Отсюда – использование хроники происшествий, с тем чтобы не просто вернуть противнику упрек в аморальности, но и выявить борьбу противоположных сил. «La Phalange» рассматривает уголовные дела как столкновение, запрограммированное «цивилизацией», крупные преступления – не как чудовищные деяния, но как неизбежный возврат и восстание подавленного[565], а мелкие противозаконности – не как неустранимые края общества, а как гул, доносящийся с самого поля боя.
Обратимся теперь, после Видока и Ласенера, к третьему персонажу. Он сделал всего один краткий выход; его известность вряд ли продержалась более одного дня. Он был лишь мимолетным образом мелких противозаконностей: тринадцатилетний мальчуган без крова и семьи, обвиненный в бродяжничестве. Приговоренный к двум годам исправительной колонии, он, несомненно, надолго попал в круговорот делинквентности. Конечно, он остался бы незамеченным, если бы не противопоставил дискурсу закона, сделавшего его делинквентом (больше даже во имя дисциплин, чем в соответствии с кодексом), дискурс противозаконности, которая устояла перед принуждениями и обнаружила недисциплинированность, существующую систематически двусмысленным способом – как беспорядочное устройство общества и как утверждение непреложных прав. Все противозаконности, расцененные судом как правонарушения, обвиняемый переформулировал как утверждение жизненной силы: отсутствие жилья – как бродяжничество, отсутствие хозяина – как независимость, отсутствие работы – как свободу, отсутствие организованного и регулярного труда – как полноту дней и ночей. Это столкновение противозаконности с системой «дисциплина – наказание – делинквентность» было воспринято современниками (точнее, оказавшимся в суде журналистом) как комическое проявление схватки уголовного закона с мелкими фактами недисциплинированности. И действительно, само дело и последовавший приговор представляли сердцевину проблемы законного наказания в XIX веке. Ирония, с какой судья пытается окружить недисциплинированность величием закона, и дерзость, с какой обвиняемый возвращает ее в число фундаментальных прав человека, создают показательную сцену для уголовного правосудия.

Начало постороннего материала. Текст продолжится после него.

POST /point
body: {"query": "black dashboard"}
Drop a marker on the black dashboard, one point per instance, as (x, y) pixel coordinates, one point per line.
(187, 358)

Поэтому ценен отчет, появившийся в «Gazette des tribunaux»[566]: «Председатель: Спать надо дома. – Беас: А у меня есть дом? – Вы постоянно бродяжничаете. – Я тружусь, чтобы заработать на жизнь. – Ваше общественное положение? – Мое общественное положение. Начать с того, что их у меня не меньше тридцати шести. Я ни на кого не работаю. Я давно уже делаю что подвернется. У меня днем одно положение, ночью – другое. Днем, например, я раздаю рекламки всем прохожим, гоняюсь за прибывшими дилижансами и переношу багаж пассажиров, хожу колесом по авеню Нейи[567]. Ночью спектакли, я распахиваю дверцы карет, продаю билеты. У меня много дел. – Лучше бы вы поступили учеником в хороший дом. – Вот еще! Хороший дом, ученичество – тоска зеленая. И потом хозяин… вечно ворчит, никакой свободы. – Ваш отец не зовет вас домой? – Нет у меня отца. – А ваша мать? – Нет у меня ни матери, ни родственников, ни друзей. Я свободен и независим». Услышав приговор – два года исправительной колонии, – Беас «скорчил мерзкую мину, а потом вернулся в свое обычное хорошее настроение: “Два года, никак не больше двадцати четырех месяцев. Ну, в путь”».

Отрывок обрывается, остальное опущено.